За пособничество белякам, пусть и по принуждению, партизаны запросто могли киластого Овчинникова шлёпнуть. Но не шлёпнули, пожалели. Хотя выпороть на виду у всей деревни, при женщинах и девчонках, при ребятне — выпороли. Чтоб во второй раз подобный грех не случился — так решил ординарец партизанского командира Елистрат Глазачев, — и другим чтоб наука была, как Колчака едою снабжать.
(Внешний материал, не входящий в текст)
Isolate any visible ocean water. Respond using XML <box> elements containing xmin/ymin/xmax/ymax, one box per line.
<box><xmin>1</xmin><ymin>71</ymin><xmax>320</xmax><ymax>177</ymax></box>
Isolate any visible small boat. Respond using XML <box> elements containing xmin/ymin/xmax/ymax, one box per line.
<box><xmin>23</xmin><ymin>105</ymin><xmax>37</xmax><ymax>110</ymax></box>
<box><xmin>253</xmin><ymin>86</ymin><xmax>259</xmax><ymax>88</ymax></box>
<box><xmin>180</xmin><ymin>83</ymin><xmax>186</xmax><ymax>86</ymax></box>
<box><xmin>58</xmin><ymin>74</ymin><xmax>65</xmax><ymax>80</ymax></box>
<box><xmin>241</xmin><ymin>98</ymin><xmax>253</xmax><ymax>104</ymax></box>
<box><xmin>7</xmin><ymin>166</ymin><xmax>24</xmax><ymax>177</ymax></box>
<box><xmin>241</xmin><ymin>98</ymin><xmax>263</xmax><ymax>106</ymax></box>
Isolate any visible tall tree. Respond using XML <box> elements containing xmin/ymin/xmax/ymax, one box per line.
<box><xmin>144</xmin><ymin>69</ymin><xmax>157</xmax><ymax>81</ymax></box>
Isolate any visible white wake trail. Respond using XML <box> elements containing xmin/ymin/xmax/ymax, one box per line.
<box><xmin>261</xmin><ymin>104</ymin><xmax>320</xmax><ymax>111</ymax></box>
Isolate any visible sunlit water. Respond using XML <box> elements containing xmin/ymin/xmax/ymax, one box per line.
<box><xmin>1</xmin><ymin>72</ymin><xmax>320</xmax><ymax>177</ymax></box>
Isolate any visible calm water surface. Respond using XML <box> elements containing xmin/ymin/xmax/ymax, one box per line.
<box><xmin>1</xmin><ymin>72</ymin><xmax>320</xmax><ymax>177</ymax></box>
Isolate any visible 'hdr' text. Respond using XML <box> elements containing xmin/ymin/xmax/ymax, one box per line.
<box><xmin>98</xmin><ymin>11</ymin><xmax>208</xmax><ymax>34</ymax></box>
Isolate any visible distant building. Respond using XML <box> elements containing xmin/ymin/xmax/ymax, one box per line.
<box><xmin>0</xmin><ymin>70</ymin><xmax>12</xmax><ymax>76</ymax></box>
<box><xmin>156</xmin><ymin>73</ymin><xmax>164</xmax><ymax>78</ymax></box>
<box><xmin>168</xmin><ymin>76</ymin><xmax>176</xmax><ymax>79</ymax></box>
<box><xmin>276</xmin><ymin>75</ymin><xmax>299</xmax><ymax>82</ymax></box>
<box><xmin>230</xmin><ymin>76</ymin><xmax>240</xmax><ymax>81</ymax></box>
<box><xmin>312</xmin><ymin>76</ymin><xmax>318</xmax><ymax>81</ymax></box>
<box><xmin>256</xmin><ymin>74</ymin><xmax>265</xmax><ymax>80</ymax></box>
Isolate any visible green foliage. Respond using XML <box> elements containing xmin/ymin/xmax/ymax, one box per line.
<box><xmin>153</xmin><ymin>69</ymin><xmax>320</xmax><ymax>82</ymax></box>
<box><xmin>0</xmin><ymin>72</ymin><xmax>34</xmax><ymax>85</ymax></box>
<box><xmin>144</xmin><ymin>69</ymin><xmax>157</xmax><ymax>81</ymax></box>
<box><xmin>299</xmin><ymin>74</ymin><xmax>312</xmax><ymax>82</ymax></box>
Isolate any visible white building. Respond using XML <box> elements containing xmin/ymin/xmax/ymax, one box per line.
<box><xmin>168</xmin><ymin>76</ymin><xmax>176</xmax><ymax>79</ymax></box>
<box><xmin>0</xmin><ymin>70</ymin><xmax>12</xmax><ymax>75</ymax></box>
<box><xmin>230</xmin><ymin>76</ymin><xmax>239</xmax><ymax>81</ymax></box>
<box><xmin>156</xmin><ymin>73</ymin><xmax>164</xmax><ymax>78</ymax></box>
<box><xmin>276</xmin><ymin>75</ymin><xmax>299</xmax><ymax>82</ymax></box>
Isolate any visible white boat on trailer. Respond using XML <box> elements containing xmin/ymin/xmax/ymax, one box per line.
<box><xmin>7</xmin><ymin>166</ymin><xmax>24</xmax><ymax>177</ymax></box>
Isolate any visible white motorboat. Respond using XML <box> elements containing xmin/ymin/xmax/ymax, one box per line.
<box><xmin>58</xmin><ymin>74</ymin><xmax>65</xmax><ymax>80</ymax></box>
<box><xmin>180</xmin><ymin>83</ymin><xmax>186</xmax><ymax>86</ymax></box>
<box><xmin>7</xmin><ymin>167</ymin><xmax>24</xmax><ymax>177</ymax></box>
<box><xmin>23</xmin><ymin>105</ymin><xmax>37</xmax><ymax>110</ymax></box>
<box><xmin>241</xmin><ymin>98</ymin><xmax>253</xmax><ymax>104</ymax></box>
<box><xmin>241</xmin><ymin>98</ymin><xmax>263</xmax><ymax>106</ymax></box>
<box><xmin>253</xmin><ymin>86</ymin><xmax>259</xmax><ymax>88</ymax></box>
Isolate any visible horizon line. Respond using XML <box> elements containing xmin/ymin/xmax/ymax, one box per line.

Придя домой, Шурик Ермаков стянул с себя рубашку, аккуратно повесил её на спинку стула, так же аккуратно повесил брюки, сел за стоп, положил голову на руки и задумался. Что ожидало его завтра, послезавтра, через неделю, через месяц, через полгода? Ему на рыбалку бы ходить, ловить тепло последних летних дней, в степь на лошадях в ночное ездить, жечь костры, прислушиваясь к тихому храпу пасущих коней, а тут…
— Будешь, Шурёнок, молоко на ночь? — тихо спросила его мать. — Выпей кружку.
— Нет. Спасибо.
Мать прогремела махотками — глиняными крынками, перелила что-то из одной в другую, спросила, не меняя голоса:
— Как жить дальше-то будем?
— Не знаю, мам, — шёпотом, будто ему перехватило горло, ответил Шурик.
— Делать что намерен, командир, штаны из дыр? — выкрикнул из глубины избы Вениамин. Сьёрничал: — Пыр-сидатель.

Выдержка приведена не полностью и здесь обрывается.